The American Civil Liberties Union of Florida has announced an “embarrassing retreat” by Gov. Rick Scott on one of his signature policies. The group released a memo today in which Scott delayed his order requiring state agencies under his control to randomly drug-test their employees, except in the Department of Corrections, where testing will proceed.

Scott’s memo (.pdf), issued the last week, acknowledges the ACLU’s lawsuit challenging the policy, and says testing will proceed in the Department of Corrections, which will “permit the legal issue to be resolved.”

“We are pleased that this new order has delayed subjecting thousands of state employees to demeaning, invasive, and illegal tests of their bodily fluids. But it does not change our Constitutional challenge.
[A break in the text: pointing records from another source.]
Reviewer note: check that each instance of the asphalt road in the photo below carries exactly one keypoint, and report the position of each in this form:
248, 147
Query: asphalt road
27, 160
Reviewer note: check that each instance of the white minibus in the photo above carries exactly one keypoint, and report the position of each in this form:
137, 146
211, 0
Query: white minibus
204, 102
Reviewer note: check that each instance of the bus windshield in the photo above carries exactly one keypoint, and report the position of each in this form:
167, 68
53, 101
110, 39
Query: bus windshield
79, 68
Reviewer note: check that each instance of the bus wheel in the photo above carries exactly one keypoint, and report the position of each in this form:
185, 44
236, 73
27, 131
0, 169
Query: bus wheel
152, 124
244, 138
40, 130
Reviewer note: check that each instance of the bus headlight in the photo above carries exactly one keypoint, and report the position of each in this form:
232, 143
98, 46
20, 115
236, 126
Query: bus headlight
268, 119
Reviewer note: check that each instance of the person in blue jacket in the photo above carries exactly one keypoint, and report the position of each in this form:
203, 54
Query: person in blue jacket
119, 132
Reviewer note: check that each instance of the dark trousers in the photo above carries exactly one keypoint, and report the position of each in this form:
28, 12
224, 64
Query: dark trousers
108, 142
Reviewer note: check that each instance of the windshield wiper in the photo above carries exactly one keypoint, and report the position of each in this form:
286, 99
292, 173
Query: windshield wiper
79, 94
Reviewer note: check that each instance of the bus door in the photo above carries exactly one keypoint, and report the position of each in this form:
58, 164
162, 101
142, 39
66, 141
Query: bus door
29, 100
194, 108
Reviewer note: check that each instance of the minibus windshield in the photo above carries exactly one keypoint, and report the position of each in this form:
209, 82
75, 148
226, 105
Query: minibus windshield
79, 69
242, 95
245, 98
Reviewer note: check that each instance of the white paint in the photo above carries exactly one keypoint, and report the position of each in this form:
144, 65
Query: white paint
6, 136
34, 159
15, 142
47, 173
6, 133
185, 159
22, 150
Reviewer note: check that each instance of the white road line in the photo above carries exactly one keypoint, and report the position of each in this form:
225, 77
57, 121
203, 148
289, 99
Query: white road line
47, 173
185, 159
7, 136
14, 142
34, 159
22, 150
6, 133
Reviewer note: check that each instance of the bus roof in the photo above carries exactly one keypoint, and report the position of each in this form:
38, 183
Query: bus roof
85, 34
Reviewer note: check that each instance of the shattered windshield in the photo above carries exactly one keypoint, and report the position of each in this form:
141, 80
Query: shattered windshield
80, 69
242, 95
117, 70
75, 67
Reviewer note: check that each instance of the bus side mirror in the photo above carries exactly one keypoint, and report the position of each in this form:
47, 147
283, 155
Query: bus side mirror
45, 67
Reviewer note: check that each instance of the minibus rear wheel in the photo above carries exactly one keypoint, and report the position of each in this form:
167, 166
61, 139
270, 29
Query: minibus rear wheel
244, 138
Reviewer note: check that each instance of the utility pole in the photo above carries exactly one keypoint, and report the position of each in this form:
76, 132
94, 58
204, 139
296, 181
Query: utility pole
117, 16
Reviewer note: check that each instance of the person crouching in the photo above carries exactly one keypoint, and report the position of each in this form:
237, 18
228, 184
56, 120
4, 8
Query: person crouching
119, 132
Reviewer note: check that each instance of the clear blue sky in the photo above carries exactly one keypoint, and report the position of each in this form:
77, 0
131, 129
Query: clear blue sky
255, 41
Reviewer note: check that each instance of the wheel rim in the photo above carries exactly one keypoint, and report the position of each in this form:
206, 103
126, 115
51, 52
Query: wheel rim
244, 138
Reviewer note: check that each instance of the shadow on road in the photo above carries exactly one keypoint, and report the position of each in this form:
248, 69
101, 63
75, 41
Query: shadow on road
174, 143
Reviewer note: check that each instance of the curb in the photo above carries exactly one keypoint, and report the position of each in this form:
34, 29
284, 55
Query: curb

Any government search without suspicion of drug use or not directly related to public safety is a violation of privacy protections and we will vigorously move ahead with our challenge,” ACLU Legal Director Randall Marshall said in a statement.

Scott said in a post-cabinet press conference that he intends to pursue drug testing for all the employees under his supervision, eventually.

“He is not backing off in his position to drug test state employees,” added spokesman Lane Wright, who said “the memo speaks for itself” as to why Corrections was chosen as the first agency to start testing its employees.

Scott’s original executive order, issued in March, called for state agencies to craft policies for randomly testing employees within 60 days, and gave them another 60 days to notify employees, meaning testing of corrections employees could be on track to start next month.